Au plus fort de leur règne, le paternel était le dauphin de la République. Son impératrice, Tantine Albertine trônait à l’assemblée nationale. Le dandy et délicat Fiston s’éclatait au gouvernement avec passion et la petite Laeticia ratait son entrée dans la cour des grands en perdant la députation.
Les jaloux avec leur »Ditengou » vont lancer un sort au patriarche MagMouss ce sortilège dénommé »Kevazingo » allait créer l’indicible bannissement. L’onde de choc fit vaciller la famille. Biendi tint bon et survécu. Tantine Albertine s’accrocha et fit le dos rond. On laissa Laeticia à ses jeux de luxe.
Le mal était fait.
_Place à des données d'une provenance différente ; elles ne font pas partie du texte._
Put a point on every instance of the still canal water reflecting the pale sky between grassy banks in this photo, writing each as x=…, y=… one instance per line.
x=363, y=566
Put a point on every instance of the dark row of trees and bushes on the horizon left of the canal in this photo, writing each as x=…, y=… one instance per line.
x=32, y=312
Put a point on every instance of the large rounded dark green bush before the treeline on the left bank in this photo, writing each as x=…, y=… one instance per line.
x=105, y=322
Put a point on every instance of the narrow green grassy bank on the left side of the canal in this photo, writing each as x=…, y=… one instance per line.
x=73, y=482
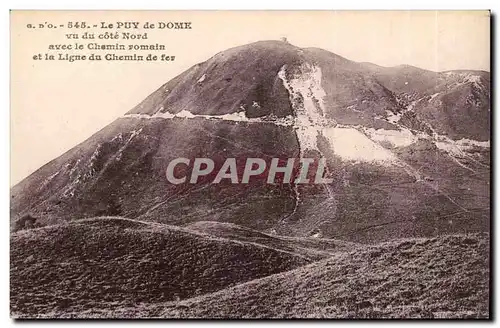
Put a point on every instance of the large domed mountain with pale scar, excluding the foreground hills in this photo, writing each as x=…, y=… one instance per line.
x=407, y=149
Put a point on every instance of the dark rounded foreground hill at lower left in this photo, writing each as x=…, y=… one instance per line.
x=115, y=262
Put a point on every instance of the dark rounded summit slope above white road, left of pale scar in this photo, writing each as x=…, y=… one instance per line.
x=231, y=80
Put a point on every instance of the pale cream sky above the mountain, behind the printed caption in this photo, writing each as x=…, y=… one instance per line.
x=56, y=104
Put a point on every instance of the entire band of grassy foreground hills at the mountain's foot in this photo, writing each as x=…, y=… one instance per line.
x=119, y=268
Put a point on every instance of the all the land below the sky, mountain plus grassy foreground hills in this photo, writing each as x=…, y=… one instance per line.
x=400, y=229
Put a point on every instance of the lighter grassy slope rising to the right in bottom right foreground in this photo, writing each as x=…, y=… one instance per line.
x=444, y=277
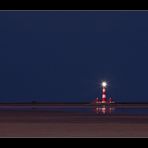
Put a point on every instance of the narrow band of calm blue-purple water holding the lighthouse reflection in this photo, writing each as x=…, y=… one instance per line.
x=81, y=109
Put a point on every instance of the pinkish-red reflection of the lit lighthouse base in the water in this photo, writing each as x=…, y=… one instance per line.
x=104, y=110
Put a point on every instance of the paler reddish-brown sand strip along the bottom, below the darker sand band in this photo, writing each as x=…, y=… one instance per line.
x=72, y=130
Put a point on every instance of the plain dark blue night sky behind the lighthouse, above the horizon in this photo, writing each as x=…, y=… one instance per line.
x=61, y=56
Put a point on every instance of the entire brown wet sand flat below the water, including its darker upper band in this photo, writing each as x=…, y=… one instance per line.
x=66, y=124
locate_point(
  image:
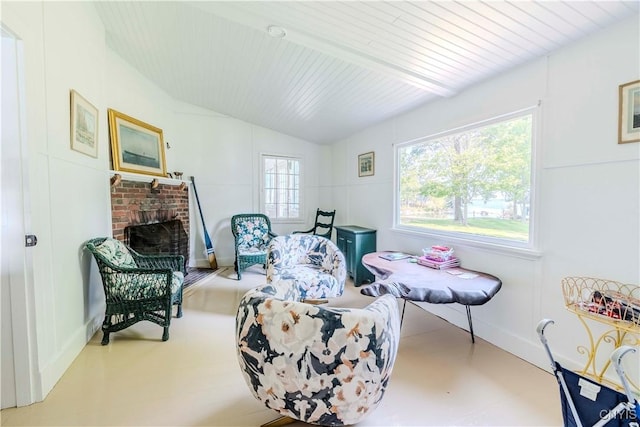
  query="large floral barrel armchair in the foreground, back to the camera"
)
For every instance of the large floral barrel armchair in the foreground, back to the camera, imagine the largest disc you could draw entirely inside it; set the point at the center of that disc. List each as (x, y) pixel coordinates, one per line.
(313, 363)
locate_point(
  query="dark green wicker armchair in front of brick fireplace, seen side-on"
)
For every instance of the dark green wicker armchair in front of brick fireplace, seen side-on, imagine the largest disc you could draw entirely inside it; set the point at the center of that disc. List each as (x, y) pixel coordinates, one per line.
(137, 287)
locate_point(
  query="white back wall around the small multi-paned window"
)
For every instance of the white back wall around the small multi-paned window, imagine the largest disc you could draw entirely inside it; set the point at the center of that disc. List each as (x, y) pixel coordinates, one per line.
(223, 154)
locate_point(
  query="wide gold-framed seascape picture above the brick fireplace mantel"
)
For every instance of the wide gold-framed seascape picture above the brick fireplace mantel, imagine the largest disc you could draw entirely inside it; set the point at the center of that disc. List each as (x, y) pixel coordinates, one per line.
(136, 146)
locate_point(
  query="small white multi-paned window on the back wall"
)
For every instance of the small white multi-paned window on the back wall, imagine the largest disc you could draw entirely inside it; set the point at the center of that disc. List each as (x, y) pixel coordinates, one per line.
(281, 187)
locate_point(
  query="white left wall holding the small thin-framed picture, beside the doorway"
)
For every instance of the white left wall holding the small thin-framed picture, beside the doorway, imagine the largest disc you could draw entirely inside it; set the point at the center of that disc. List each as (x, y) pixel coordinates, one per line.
(62, 50)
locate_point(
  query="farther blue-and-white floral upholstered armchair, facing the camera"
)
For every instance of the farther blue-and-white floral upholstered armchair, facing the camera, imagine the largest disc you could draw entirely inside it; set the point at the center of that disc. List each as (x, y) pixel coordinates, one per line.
(314, 263)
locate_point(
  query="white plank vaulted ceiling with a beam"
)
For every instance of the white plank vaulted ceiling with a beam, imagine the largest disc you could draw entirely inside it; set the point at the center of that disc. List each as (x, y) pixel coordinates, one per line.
(342, 65)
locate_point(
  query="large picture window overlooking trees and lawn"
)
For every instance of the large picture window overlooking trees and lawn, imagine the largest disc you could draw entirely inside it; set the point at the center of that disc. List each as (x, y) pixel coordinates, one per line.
(472, 183)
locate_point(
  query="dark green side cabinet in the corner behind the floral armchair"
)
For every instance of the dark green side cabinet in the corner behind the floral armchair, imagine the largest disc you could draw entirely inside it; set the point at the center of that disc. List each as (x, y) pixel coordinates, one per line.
(355, 242)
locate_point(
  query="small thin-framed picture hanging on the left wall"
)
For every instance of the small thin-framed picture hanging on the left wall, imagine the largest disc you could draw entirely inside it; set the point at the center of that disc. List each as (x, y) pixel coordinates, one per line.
(84, 125)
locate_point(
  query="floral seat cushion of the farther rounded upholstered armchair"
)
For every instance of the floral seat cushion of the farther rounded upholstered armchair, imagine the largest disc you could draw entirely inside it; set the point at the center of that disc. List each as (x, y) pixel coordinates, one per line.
(312, 281)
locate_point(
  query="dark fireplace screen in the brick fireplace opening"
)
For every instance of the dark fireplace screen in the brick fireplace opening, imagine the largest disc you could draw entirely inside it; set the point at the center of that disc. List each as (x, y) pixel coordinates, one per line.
(163, 238)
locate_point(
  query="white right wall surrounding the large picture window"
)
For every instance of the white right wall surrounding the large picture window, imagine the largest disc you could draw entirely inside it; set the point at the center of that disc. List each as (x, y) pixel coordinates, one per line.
(588, 188)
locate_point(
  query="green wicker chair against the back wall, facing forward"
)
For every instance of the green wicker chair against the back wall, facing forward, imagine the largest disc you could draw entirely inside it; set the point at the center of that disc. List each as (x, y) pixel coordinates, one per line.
(252, 234)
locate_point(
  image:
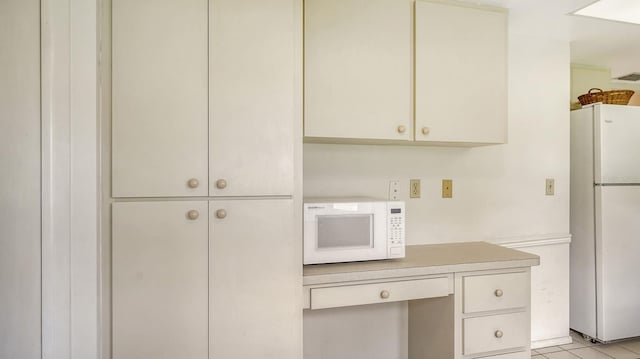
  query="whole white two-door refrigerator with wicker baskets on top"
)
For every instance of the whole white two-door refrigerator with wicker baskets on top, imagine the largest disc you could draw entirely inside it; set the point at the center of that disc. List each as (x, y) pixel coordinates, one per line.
(605, 221)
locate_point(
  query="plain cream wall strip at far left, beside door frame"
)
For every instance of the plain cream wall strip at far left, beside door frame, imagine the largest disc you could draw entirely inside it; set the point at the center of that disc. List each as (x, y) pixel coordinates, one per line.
(20, 179)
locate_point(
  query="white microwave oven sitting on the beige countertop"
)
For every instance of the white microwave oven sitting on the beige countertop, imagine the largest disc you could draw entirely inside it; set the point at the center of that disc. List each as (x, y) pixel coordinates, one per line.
(347, 230)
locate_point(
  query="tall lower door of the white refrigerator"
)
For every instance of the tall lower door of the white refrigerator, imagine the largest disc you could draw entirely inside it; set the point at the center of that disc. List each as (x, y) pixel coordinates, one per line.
(617, 261)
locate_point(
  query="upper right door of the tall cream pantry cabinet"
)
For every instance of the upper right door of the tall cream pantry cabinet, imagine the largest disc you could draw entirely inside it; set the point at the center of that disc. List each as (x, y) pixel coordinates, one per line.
(252, 97)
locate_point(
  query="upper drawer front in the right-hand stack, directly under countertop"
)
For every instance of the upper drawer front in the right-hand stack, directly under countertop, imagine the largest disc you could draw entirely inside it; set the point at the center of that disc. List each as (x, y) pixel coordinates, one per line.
(496, 291)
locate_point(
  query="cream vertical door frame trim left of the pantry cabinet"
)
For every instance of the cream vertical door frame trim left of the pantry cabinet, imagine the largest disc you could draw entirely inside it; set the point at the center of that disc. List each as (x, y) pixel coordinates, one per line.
(70, 179)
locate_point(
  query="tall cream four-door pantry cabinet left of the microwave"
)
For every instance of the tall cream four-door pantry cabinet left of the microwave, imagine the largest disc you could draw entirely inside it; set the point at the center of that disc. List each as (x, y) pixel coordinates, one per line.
(206, 258)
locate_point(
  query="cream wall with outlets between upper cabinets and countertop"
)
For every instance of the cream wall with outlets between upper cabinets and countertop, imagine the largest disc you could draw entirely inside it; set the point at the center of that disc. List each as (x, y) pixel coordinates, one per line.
(498, 191)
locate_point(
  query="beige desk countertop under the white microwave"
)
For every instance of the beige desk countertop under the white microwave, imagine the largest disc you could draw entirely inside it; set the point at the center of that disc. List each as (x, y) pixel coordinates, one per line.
(423, 260)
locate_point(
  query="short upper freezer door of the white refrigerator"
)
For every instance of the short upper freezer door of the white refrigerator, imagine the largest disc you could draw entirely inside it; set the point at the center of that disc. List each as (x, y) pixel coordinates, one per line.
(617, 144)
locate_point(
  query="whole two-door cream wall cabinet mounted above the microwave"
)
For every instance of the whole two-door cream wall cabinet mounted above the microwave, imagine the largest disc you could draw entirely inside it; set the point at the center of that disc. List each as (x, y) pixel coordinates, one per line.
(382, 70)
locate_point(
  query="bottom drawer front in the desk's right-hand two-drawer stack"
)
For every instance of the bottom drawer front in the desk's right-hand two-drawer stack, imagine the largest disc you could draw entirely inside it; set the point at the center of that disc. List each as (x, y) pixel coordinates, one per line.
(495, 332)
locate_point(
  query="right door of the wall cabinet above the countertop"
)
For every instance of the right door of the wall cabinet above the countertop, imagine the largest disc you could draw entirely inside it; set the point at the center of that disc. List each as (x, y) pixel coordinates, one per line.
(461, 73)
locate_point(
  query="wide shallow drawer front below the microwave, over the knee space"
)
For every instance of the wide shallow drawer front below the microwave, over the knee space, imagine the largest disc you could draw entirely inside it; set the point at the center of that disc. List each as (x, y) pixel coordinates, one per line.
(331, 297)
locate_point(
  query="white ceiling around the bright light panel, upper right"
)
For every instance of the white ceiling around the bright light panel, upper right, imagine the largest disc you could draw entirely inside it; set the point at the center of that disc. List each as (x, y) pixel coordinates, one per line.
(602, 43)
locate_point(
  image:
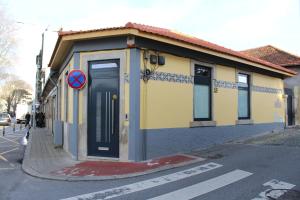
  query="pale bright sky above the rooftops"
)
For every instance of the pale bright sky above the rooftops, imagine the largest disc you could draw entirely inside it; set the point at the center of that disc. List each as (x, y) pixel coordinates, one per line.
(235, 24)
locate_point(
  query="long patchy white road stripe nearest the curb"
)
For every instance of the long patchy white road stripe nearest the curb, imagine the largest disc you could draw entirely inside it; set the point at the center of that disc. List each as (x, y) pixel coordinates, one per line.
(143, 185)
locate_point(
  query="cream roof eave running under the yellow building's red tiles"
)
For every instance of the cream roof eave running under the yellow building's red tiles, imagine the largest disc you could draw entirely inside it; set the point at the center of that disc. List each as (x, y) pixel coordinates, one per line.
(65, 41)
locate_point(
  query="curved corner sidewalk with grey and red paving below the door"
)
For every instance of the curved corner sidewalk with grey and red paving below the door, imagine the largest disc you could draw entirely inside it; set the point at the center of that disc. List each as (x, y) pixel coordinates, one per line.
(43, 160)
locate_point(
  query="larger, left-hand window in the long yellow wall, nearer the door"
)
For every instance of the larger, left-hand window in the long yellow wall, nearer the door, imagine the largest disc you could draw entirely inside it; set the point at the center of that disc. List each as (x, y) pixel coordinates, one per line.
(202, 93)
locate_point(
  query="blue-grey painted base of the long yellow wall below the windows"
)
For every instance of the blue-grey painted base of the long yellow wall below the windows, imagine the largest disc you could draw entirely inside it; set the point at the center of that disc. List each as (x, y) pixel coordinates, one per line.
(160, 142)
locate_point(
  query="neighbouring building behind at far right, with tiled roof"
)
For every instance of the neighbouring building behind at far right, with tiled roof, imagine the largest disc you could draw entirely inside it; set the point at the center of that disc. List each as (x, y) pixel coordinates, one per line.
(291, 84)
Le fils si docile commencera par prendre de la distance et même de s’émanciper avec des paroles assassines et parricides du genre »lui c’est lui » et »moi c’est moi ». Et comme un malheur ne vient jamais seul, le sacrilège fut consommé lorsqu’il se converti à la doctrine de la chapelle de Louis en devenant un camarade.
Nous apprenons effarés et stupéfaits que le Biendi veut mettre dans la corbeille de la mariée Alia Bongo Ondimba les quelques très rares ouailles qui continuaient à croire encore à la provincialisation. 2023, pointe à l’horizon et si les épousailles seules ne suffisaient alors on se tourne vers les suffrages et c’est la filiation qui vole en éclats. Dur, dur la politique!